Kapelle St. Gerebernus

Die Wallfahrtskapelle, deren spitzer Turm das Ortsbild prägt, ist ein Ort, an dem tiefer Volksglaube und Heiligenverehrung die Jahrhunderte überdauert haben. Wie viele Menschen sind wohl schon mit der Bitte um Gesundheit unter dem Altar hindurch gekrochen?

Die St.-Gerebernus-Kapelle entstand um das Jahr 900 nach Christus dort, wo eigentlich der Ursprung des „alten Sonsbeck“ liegt. Es wird erzählt, dass ein von Ochsen gezogener Wagen, auf dem die Xantener die Reliquien des heiligen Gerebernus in die dortige Pfarrkirche bringen wollten, am Fuße des Hügels zwischen Sonsbeck und Xanten plötzlich stehen geblieben sei, und mit Gewalt nicht fortbewegt werden konnte. So blieb aus Sicht der Ortsansässigen keine andere Wahl, als dem Heiligen hier ein Gotteshaus zu errichten.

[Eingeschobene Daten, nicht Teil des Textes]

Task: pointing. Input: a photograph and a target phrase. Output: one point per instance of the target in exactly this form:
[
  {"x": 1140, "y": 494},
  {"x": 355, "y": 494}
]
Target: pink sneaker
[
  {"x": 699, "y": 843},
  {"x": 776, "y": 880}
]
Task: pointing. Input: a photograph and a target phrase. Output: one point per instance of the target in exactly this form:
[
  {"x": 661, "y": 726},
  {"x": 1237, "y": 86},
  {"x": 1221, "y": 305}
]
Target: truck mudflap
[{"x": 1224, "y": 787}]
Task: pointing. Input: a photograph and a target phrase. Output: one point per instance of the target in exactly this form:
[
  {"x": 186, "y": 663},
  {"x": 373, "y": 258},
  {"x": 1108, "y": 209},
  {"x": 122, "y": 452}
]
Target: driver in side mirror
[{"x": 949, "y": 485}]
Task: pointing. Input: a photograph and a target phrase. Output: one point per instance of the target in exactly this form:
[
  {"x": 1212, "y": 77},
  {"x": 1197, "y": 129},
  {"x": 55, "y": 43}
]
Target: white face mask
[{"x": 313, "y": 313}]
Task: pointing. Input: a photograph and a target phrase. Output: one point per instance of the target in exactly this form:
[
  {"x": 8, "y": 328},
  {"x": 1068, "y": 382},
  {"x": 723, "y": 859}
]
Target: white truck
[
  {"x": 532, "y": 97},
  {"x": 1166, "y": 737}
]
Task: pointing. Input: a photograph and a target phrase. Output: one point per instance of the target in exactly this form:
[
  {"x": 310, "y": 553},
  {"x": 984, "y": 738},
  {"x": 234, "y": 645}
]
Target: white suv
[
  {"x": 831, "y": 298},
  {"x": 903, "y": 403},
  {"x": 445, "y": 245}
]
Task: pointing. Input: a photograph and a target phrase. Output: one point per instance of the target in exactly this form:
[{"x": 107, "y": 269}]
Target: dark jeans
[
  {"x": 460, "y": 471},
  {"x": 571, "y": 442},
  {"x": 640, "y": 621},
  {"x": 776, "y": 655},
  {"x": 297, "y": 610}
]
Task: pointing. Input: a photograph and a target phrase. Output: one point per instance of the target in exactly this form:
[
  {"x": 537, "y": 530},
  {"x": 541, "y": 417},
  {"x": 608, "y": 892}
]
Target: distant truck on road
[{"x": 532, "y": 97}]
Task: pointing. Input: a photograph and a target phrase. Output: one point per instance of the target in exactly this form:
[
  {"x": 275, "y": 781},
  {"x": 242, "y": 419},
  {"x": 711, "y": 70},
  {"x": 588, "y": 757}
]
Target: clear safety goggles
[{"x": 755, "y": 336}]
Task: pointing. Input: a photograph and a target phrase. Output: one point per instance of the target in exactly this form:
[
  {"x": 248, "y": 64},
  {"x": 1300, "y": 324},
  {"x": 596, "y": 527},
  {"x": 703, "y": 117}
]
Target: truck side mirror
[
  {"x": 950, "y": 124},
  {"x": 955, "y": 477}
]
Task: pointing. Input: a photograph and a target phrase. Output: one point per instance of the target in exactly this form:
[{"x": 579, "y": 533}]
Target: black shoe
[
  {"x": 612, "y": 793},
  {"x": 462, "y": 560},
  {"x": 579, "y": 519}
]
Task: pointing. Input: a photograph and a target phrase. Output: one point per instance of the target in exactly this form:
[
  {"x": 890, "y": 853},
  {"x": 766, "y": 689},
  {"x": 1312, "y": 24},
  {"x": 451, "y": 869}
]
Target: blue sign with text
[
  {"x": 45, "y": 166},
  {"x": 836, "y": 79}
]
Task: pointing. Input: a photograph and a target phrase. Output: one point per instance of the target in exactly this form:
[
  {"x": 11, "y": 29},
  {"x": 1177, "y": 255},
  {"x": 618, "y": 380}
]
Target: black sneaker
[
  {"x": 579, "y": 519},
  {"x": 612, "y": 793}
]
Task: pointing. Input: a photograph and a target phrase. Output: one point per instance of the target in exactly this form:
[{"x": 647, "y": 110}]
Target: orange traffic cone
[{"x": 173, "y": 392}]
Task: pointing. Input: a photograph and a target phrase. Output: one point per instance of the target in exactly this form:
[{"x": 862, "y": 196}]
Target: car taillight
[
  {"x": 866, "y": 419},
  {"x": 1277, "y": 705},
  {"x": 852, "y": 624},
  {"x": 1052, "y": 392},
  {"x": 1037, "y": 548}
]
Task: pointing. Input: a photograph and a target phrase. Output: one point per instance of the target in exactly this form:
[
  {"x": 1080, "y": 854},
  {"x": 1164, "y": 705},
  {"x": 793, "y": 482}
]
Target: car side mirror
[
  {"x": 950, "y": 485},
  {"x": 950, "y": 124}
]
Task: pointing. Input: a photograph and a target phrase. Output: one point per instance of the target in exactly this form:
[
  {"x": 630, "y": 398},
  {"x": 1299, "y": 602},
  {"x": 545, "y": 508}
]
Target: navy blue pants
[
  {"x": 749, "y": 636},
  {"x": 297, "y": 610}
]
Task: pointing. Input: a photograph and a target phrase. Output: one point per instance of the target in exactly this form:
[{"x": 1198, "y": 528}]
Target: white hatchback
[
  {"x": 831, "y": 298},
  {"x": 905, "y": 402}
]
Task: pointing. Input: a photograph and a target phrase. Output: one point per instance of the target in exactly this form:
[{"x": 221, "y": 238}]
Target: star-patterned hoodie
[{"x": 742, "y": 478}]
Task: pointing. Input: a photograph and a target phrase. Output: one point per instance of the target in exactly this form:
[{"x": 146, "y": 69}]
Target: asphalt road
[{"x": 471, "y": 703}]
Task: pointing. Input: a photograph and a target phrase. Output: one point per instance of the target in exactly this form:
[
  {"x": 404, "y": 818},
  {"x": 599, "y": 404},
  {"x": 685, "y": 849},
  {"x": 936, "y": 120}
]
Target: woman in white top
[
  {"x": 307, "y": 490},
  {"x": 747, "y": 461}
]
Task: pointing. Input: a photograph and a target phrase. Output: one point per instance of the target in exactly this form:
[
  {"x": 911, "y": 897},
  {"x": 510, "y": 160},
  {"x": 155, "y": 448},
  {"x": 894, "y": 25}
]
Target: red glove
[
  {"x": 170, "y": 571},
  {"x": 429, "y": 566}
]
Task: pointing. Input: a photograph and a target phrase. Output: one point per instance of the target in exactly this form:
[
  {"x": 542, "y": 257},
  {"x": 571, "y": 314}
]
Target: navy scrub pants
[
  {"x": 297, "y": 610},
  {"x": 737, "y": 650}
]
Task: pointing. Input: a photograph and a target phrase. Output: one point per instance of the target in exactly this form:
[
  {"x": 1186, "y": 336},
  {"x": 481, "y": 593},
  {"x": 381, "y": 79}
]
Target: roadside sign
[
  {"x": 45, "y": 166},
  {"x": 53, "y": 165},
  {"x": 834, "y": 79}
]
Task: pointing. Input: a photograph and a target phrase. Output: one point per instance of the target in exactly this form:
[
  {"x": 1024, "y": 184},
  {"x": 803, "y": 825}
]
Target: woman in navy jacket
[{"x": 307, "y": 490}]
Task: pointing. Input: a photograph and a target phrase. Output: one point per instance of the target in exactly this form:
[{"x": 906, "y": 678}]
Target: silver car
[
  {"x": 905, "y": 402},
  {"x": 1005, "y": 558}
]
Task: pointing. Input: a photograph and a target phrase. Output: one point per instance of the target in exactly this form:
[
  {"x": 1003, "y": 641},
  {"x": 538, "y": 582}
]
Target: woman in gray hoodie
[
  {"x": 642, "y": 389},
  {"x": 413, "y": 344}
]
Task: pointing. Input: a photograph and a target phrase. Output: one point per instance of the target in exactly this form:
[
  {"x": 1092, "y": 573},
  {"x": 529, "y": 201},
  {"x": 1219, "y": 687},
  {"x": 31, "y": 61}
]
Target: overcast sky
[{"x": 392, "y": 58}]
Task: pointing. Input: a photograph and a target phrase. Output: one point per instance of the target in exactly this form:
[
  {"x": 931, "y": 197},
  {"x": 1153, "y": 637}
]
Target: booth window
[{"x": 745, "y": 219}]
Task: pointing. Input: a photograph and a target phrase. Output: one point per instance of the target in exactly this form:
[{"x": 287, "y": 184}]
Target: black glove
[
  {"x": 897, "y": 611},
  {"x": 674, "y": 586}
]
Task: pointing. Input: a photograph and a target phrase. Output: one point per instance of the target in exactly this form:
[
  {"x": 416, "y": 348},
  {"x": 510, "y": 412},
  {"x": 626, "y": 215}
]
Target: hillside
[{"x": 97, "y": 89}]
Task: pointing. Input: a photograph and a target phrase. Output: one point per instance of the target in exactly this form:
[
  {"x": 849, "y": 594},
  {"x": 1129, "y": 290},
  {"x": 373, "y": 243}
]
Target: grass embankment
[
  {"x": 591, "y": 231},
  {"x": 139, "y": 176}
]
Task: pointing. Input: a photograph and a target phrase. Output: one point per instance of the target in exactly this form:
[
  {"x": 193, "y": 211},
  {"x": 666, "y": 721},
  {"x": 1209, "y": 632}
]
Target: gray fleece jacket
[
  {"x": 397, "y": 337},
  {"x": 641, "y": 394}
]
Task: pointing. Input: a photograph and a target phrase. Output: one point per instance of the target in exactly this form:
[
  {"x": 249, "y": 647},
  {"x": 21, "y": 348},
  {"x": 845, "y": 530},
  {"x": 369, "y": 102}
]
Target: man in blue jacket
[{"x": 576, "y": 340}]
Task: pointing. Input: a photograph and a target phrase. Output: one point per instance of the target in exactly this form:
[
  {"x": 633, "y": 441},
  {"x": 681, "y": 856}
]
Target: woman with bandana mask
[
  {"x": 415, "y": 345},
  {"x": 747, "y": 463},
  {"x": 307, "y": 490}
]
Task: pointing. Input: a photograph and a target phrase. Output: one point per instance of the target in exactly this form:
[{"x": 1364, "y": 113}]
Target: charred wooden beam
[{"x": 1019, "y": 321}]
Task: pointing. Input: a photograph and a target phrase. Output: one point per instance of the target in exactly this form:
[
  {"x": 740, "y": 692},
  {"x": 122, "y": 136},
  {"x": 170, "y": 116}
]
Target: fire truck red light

Die Kapelle war Teil einer rasch wachsenden Siedlung, die die Grafen von Kleve ausbauten. Ca. 1193 wurde an ihrer Stelle eine größere Kirche errichtet, die im Jahre 1203  zur Pfarrkirche St. Katharina wurde. Vom Volk wurden jedoch dort weiterhin St. Gerebernus und die Heilige Dymphna dort verehrt. Als St. Katharina 1431 wieder ihre Bedeutung als Pfarrkirche verlor, war der Wallfahrtsbetrieb nicht zu bremsen. Die nun wieder dem Heiligen Gerebernus und der Heiligen Dymphna geweihte Kapelle wurde 1478 noch einmal vergrößert, und der Turm erhielt statt der früheren romanischen Haube seine gotische Spitze. 1605 erfuhr die Kapelle  weitere Instandsetzungen, und im Zweiten Weltkrieg blieb sie im Wesentlichen von Zerstörung verschont.

So können wir heute noch eine Besonderheit hier finden: den original erhaltenen Unterbau eines sogenannten Kriech-Altares, von denen es Deutschland nur noch zwei gibt.

In der Basis des Altares befindet sich ein Durchschlupf von 98 Zentimeter Höhe und 78 Zentimeter Breite. Hier krochen die Pilger hindurch, um durch diese mühsame Aktion in demütiger Haltung Heilung von körperlichen Gebrechen zu erlangen. Die Spitzen der „Klompen“ (Holzschuhe) der auf Knien rutschenden Wallfahrer sollen sich dort in den steinernen Fußboden eingegraben haben.